L’Italia del Riciclo 2012: ancora non ci siamo. Il 49 per cento dei rifiuti in discarica

L'Italia è il Paese delle discariche e delle procedure di infrazione dell'Unione europea per inadempimenti nel settore rifiuti. Questo il triste risultato emerso dalla ricerca 'L'Italia del Riciclo 2012', promossa da Fise Unire e dalla Fondazione per lo sviluppo sostenibile, presentata a Roma il 5 Dicembre presso la Sala conferenze di Piazza Montecitorio.

L’Italia è il Paese delle discariche e delle procedure di infrazione dell’Unione europea per inadempimenti nel settore rifiuti. Questo il triste risultato emerso dalla ricerca ‘L’Italia del Riciclo 2012‘, promossa da Fise Unire e dalla Fondazione per lo sviluppo sostenibile, presentata a Roma il 5 Dicembre presso la Sala conferenze di Piazza Montecitorio.

Il convegno si è infatti aperto confrontando innanzitutto le modalità di gestione dei rifiuti urbani in Italia con quelle di altri paesi europei nell’anno 2010 (dati della Direzione generale ambiente della Commissione europea e di Eurostat). “Abbiamo sei paesi europei, Germania, Austria, Belgio, Paesi Bassi, Svezia e Danimarca che hanno uno smaltimento in discarica dei rifiuti urbani a livello zero o quasi zero. […] –ha sottolineato Edo Ronchi, presidente della Fondazione per lo sviluppo sostenibile – “La comparazione con l’Italia evidenzia che il nostro Paese invece si attesta sul 49 per cento“.

A causa di questa situazione si aggiunge che diverse discariche italiane non sono a norma, se non addirittura abusive. Per questo la Comunità europea ha aperto contro di noi una procedura di infrazione che ha sanzionato il Paese con 56 milioni di euro.

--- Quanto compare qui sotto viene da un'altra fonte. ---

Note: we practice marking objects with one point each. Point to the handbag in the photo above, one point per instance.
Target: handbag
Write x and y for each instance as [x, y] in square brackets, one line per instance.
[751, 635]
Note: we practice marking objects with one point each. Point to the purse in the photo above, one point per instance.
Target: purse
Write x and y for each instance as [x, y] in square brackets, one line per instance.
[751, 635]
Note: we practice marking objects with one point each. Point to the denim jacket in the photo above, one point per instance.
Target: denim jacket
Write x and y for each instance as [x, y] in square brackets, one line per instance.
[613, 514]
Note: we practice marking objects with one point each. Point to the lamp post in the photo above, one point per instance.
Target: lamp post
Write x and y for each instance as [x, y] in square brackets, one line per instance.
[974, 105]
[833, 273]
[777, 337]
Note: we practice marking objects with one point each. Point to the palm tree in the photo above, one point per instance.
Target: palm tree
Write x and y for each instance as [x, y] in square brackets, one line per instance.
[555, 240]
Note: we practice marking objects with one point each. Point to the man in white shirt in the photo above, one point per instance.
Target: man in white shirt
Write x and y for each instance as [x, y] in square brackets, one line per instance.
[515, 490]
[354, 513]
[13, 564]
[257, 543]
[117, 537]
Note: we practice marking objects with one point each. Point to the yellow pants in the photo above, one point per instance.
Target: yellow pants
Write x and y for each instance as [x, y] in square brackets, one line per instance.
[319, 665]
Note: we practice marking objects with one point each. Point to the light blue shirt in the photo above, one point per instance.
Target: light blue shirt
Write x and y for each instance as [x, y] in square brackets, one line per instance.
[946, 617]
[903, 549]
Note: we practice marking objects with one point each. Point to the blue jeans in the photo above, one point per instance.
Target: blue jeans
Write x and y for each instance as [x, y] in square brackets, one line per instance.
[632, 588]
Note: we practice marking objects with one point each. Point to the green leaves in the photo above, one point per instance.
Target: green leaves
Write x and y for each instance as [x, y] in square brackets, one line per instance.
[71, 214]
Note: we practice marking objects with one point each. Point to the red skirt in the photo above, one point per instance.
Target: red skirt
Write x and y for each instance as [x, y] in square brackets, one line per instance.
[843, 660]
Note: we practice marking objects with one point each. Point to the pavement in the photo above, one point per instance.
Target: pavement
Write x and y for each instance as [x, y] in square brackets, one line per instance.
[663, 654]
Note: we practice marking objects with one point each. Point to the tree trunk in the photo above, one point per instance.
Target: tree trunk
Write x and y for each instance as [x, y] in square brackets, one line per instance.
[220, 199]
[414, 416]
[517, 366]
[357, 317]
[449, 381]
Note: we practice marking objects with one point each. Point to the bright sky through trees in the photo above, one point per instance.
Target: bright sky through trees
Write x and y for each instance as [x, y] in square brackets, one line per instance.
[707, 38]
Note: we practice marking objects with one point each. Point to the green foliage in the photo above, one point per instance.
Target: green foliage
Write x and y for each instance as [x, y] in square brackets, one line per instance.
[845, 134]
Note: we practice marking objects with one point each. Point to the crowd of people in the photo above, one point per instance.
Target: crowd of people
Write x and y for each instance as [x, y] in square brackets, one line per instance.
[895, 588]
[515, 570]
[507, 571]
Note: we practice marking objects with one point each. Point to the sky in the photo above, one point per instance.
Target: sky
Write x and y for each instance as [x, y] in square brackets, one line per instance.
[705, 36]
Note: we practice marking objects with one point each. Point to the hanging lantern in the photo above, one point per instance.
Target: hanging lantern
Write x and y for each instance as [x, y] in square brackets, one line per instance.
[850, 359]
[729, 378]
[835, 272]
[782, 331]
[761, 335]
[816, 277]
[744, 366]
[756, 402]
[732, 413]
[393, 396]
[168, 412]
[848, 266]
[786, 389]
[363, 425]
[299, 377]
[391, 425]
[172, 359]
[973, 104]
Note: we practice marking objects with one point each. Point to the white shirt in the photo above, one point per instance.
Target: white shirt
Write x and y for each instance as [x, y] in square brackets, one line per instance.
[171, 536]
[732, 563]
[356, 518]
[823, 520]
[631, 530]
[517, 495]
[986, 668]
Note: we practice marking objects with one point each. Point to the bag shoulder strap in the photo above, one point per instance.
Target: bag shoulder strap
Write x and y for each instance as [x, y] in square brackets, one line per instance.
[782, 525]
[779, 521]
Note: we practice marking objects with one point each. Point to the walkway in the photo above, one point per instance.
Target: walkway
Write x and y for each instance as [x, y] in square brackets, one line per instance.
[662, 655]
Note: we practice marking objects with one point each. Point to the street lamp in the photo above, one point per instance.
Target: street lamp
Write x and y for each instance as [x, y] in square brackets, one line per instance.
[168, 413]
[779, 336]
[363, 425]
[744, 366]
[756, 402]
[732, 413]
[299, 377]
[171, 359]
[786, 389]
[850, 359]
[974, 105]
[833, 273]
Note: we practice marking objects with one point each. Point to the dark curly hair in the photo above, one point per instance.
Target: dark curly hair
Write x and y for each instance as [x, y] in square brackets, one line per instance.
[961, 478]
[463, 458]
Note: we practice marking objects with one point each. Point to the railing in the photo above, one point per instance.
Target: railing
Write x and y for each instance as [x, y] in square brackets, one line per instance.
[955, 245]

D’altronde, ha sottolineato a questo proposito Jorge Diaz del Castillo, membro della Direzione generale ambiente della Commissione europea, la sanzione è arrivata dopo 9 anni di richiami e solleciti.

In tutto questo tempo le discariche non a norma o abusive erano 5 mila mentre oggi sono 500, ha precisato Maurizio Pernice della Direzione generale del Ministero Ambiente, ma ora manca poco all’esecutivo della pena: il nostro Paese ha un altro anno per rimettersi in marcia.

Ce la farà? Questa la domanda che gli scienziati presenti hanno rivolto ai politici, i quali rispondono sottolineando come non sia “la spinta ad essere virtuosi” che spinge le aziende a riciclare, ma l’appetibilità economica di questa pratica. Tuttavia, dai dati della ricerca, è emerso anche come la raccolta differenziata in realtà abbassi costi di gestione dei rifiuti, in quanto le regioni dove questa si applica con efficienza hanno mostrato spese inferiori in questo settore.

Non solo: i paesi dove il Pil cresce mostrano un accumulo di rifiuti in diminuzione, perché, se è vero che un aumento di produzione genera un maggior quantitativo di rifiuti, è anche vero che un’economia efficiente previene i rifiuti perché li riutilizza e ricava da essi energia. Nel nostro Paese invece avviene l’inverso, come ha mostrato Rosanna Laraia, responsabile del settore rifiuti dell’Ispra: cresce il Pil, crescono i rifiuti, spesso mandati all’estero con incremento dei costi. Un’anomalia che deve assolutamente essere corretta per poter sperare in un futuro diverso sotto questo punto di vista.

Ma cos’è che frena il nostro Paese dal riciclare i rifiuti? Ermete Realacci, della Commissione ambiente della Camera dei deputati ha dichiarato: “Si guarda il mondo dal buco della serratura“, intendendo dire un’abitudine sbagliata del nostro Paese a non avere una visione ampia e lungimirante. “Deve cambiare il concetto di rifiuto, che oggi è solo qualcosa che non ci serve più” fa eco il collega del Senato Andrea Fluttero. “Forse spesso si protegge qualche lobby” accenna a dire alla fine Pernice.

Alle porte della Green economy, gli scienziati fanno ricerche e presentano dati, poi si rivolgono alla politica per chiedere risposte e proposte per il futuro. Ma queste, a quanto pare, per ora non ci sono.